- Cover of the Belgian edition
- Date: 1971
- Series: Spirou et Fantasio
- Publisher: Dupuis

Creative team
- Writers: Fournier
- Artists: Fournier

Original publication
- Published in: Spirou magazine
- Issues: 1682 - #1710, #1724;
- Date of publication: 1970, 1971
- Language: French
- ISBN: 2-8001-0023-0

Chronology
- Preceded by: Le faiseur d'or, 1970
- Followed by: L'abbaye truquée, 1972

= Du glucose pour Noémie =

Du glucose pour Noémie, written and drawn by Fournier, is the twentyfirst album of the Spirou et Fantasio series, and the author's second, following the Spirou retirement of André Franquin. The story was initially serialised in Spirou magazine before it was published, along with the short story Un faux départ, as a hardcover album in 1971.

==Story==
In Glucose for Noémie, the story continues where Le champignon nippon of the previous album left off. Ito Kata, a well-known Japanese conjuror, has entrusted Spirou and Fantasio with a special mushroom which he wants them to take back to their friend the Count of Champignac, a leading mycologist. The mushroom is also coveted by the Triangle, a SPECTRE-like, world-spanning criminal organization.

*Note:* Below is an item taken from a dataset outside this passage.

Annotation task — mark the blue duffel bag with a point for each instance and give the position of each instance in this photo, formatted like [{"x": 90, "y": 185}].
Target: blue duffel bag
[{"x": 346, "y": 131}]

Having escaped the Triangle's agents, Spirou and Fantasio stand stunned at Tokyo airport when they find the parcel they were transporting empty...

In A False Departure, Spip is determined to run away from home.

==Background==
This album offers no explanation of Marsupilami's sudden absence (see Le faiseur d'or).

Ito Kata would become a regular secondary character during Fournier's run on the series.